A battle for Europe's airwaves
With European countries planning to sell off broadcast and phone spectrum, everybody wants in on the action. Fortune's Mark Halper reports.
(Fortune Magazine) -- Europe's media and telecommunications industries are suiting up for another battle over valuable airspace. With large swaths of spectrum coming up for sale over the next two years, broadcasters, mobile-phone operators and providers backing new wireless technologies like WiMAX are jockeying to influence how regulators in Britain and across the continent will handle the allocation.
At least five European countries are planning auctions for this year or next. At stake is the future of broadcasting and communications, since many of the licenses coming up are for 20 years. The auctions will also influence devices, services and technologies that the average person uses to watch TV, make phone calls and surf the Net.
It's reminiscent of the frenzied 2001 auctions for 3G (third-generation) airspace, in which mobile operators plunked down more than $100 billion for licenses to gain access to a band of high-frequency 2.2-gigahertz spectrum.
But this time regulators are releasing several slices of spectrum, including two key tranches. One is in the traditional low-frequency analog-broadcast range, generally around 400 to 800 megahertz, which is freeing up as countries switch from analog to digital TV. Another is in the 2.6-gigahertz range. Britain plans a broadcast-spectrum auction in 2009, and other countries, including France and Ireland, could follow. Some, like Germany, are simply allocating switchover spectrum rather than auctioning it.
Many incumbents fear that regulators such as Britain's Office of Communications (OFCOM) will loosen bidding rules so that players in one industry can bid on spectrum that has long belonged to another.
Broadcasters could potentially lose airspace to mobile and WiMAX companies, which covet broadcasters' low-frequency spectrum, where signals travel much farther than they do in mobile's higher frequencies.
Likewise, mobile operators are concerned that regulators will let WiMAX and other providers bid on higher-frequency 2.6-gigahertz waves that regulators had reserved for mobile operators six years ago. Regulators pledged the band to mobile carriers like Vodafone and Orange in 2000 and 2001, when European mobile operators spent their billions on spectrum for advanced 3G services that are still behind schedule.
In theory any spectrum can transmit any type of signal, so a purely free market would allow a mobile vendor to outbid a broadcaster for airwaves, much as a trendy restaurateur might bump an old shoe shop off Main Street by paying higher rent. But broadcasters and mobile operators that have invested decades and hundreds of billions of dollars housing businesses in specific frequencies say completely free markets are nonsense.

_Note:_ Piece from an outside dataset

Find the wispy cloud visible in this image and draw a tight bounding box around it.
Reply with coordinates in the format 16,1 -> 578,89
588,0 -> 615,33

"It might make sense from a pure economic point of view, but it's a bit weird," says Catherine Smadja, senior policy advisor with the BBC. A March filing with OFCOM by the BBC argued that the regulator should guarantee a big chunk of spectrum to Britain's traditional broadcasters to ensure that they can continue to fulfill their public-service obligations: "This is a public-policy objective which carries social value beyond and above its private value and which will not be achieved by market mechanisms."
The BBC, ITV, Channel 4 and Channel 5 also want the spectrum to offer high-definition services. They fear that mobile operators will bid prices way up. "The 3G process demonstrated that in auctions of scarce resources such as spectrum, bidders may bid more than is rational - in the case of 3G, up to four times what could have been justified rationally," says Michael Grade, executive chairman of ITV.

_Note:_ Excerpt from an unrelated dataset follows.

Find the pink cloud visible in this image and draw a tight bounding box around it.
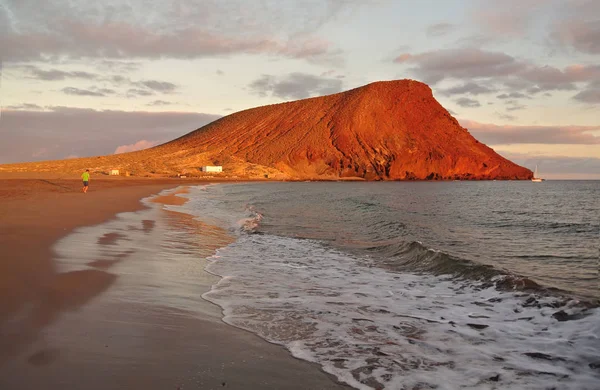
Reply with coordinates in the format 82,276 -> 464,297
459,119 -> 600,145
0,20 -> 335,61
114,139 -> 160,154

Mobile operators are eyeing the broadcast spectrum for purposes including mobile TV. But they worry that "the way the analog spectrum is being reallocated in many countries will mean that only [TV broadcasters] will be able to use these bands," says Tom Phillips, government and regulatory affairs officer of the GSM Association, a trade group of 700 global mobile operators.
Those concerns made their mark on OFCOM, which in late May said it would push back Britain's auction from 2008 to 2009. OFCOM spokesman Clayton Hirst says the regulatory body needs time to sort through the voluminous filings it has received. Although it's committed to allowing any bidder into the auction, it has to figure out how it will do that, Hirst says.
Although many mobile operators favor a free market in the broadcast spectrum, they are not feeling as liberal toward what they believe is rightfully their 2.6-gigahertz "3G expansion band." Some want to keep WiMAX providers out when 2.6-gigahertz auctions come up.
WiMAX providers are pushing for regulators to take a "technology-neutral" stance and allow newcomers. But many worry that big cellular carriers could snuff out bids by startups. "It's extremely valuable, but it's not worth £6 billion," says Kenneth Ashworth, a director with the WiMAX Spectrum Owners Alliance.
Even if regulators adopt technology neutrality, how they sell off spectrum could favor one sector over another. For instance, they might grant only three or four licenses, which would favor big-money bidders, especially if regulators take the highest bid as opposed to portioning out spectrum to providers that prove they offer a social benefit.
Whatever happens, European governments are almost certain to raise tons of money by selling a precious resource. As Jeremy Green, an analyst for research firm Ovum notes, "Air is for sale again. They're not making any more of it."